We present strategies to tune the redox properties of polyoxometalate clusters to enhance the electron‐coupled proton‐buffer‐mediated water splitting process, in which the evolution of hydrogen and oxygen can occur in different forms and is separated in time and space. By substituting the heteroatom template in the Keggin‐type polyoxometalate cluster, H6ZnW12O40, it is possible to double the number of electrons and protonation in the redox reactions (from two to four).
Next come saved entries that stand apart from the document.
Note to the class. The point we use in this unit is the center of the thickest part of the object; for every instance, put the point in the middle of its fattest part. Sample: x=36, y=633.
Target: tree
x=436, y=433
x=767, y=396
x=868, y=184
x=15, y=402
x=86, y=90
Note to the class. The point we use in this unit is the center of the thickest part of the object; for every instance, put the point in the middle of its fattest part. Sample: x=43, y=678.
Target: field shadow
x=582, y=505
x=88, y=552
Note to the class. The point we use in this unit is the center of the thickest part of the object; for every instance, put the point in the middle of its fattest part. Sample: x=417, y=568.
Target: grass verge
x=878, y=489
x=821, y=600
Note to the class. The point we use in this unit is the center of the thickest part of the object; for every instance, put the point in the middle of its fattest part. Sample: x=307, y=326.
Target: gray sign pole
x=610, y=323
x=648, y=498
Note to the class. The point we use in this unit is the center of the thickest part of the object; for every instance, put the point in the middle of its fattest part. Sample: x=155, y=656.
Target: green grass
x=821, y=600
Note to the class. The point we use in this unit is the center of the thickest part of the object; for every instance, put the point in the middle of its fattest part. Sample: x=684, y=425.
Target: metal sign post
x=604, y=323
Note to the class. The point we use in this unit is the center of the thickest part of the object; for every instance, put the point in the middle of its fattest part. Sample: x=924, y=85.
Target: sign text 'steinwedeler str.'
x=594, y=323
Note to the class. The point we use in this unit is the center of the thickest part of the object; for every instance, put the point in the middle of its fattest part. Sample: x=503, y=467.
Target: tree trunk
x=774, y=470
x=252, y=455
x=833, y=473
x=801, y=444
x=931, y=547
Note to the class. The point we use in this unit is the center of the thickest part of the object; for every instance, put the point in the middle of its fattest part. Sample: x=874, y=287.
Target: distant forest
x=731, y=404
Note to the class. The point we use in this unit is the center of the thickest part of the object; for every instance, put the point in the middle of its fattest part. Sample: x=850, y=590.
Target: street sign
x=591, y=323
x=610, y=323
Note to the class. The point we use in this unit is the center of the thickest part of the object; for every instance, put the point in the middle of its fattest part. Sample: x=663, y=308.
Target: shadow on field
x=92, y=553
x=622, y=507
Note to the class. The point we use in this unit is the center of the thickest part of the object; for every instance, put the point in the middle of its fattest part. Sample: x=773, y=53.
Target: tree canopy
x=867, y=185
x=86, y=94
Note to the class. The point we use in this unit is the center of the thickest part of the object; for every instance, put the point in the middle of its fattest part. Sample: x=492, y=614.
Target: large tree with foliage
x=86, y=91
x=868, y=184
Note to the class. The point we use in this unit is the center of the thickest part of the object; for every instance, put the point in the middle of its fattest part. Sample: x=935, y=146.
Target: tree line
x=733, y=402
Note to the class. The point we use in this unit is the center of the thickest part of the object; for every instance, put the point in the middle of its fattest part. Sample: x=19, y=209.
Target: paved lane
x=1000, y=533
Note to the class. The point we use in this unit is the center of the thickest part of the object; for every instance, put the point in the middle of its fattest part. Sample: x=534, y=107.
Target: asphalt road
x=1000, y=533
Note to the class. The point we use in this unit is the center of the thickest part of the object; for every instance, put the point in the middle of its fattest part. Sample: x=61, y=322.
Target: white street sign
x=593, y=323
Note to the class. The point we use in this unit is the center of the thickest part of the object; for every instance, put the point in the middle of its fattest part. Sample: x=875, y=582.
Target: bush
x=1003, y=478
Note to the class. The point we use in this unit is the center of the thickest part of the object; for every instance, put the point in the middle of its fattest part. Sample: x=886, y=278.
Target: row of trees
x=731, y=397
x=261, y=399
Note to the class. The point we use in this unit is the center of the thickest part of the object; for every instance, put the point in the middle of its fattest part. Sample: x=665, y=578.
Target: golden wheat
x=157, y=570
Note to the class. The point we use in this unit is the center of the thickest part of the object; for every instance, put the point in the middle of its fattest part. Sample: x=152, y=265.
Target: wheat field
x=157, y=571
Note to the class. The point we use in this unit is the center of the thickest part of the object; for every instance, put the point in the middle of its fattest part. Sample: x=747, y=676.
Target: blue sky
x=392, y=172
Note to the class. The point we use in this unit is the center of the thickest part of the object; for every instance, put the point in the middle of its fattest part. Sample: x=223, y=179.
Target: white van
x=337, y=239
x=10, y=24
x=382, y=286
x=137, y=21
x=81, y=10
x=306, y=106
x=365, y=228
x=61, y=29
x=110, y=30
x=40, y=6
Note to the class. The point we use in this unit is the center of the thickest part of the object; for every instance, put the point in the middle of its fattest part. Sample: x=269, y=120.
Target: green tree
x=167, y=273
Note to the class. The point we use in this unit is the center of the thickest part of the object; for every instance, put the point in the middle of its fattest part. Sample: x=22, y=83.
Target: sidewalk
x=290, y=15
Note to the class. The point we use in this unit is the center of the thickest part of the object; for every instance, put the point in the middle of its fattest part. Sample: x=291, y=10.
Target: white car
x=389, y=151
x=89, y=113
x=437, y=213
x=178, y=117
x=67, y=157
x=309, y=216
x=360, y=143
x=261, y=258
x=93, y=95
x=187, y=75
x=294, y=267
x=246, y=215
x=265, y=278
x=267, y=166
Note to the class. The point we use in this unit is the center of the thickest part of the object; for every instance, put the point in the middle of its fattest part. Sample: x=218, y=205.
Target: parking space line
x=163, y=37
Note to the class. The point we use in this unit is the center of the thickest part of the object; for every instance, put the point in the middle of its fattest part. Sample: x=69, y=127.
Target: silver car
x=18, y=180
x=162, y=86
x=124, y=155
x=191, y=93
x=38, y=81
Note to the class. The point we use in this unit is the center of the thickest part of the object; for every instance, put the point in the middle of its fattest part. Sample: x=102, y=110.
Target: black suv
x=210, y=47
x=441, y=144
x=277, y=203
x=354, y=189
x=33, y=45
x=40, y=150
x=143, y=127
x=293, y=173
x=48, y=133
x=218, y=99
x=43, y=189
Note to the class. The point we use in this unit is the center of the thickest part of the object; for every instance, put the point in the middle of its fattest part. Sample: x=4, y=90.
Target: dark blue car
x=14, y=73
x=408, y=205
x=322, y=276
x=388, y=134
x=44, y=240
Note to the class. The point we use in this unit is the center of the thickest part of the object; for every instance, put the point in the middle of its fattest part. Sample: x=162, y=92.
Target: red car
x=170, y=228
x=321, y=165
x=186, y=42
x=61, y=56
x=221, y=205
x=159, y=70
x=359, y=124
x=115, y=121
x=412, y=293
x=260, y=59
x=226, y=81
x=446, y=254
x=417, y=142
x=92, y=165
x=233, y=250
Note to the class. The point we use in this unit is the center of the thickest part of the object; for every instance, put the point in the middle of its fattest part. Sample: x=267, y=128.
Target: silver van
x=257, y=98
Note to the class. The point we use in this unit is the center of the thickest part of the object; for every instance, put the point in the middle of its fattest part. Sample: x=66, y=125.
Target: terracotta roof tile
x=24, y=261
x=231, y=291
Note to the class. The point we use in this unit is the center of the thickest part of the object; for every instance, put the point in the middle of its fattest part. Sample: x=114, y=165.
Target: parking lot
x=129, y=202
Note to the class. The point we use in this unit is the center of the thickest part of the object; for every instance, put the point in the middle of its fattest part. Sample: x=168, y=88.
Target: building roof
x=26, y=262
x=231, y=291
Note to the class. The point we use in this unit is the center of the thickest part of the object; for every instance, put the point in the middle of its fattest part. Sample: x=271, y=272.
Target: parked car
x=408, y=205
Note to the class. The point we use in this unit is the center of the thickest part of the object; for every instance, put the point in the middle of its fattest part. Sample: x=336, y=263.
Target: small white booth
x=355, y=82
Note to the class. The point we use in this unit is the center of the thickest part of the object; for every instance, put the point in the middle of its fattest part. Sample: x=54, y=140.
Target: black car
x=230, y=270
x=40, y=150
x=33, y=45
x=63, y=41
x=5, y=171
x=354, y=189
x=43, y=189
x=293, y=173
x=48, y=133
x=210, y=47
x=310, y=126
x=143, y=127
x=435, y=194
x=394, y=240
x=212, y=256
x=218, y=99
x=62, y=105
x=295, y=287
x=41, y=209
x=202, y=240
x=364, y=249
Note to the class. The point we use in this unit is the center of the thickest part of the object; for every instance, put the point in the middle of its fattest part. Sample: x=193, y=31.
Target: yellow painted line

This increase can be achieved with better matching of the energy levels as indicated by the redox potentials, compared to the ones of well‐studied H3PW12O40 and H4SiW12O40. This means that H6ZnW12O40 can act as a high‐performance redox mediator in an electrolytic cell for the on‐demand generation of hydrogen with a high decoupling efficiency of 95.5 % and an electrochemical energy efficiency of 83.3 %. Furthermore, the H6ZnW12O40 cluster also exhibits an excellent cycling behaviour and redox reversibility with almost 100 % H2‐mediated capacity retention during 200 cycles and a high coulombic efficiency >92 % each cycle at 30 mA cm−2. The molecular structure of keggin‐type tungsten polyoxometalates (POMs) were tuned with different heteroatoms to modify their redox properties. Compared to the two electrons of well‐studied H3PW12O40 and H4SiW12O40, H6ZnW12O40 exhibits double reversible electrons with protonation in the redox reactions and the more desirable redox potentials, which enhance its ECPB performance (see scheme).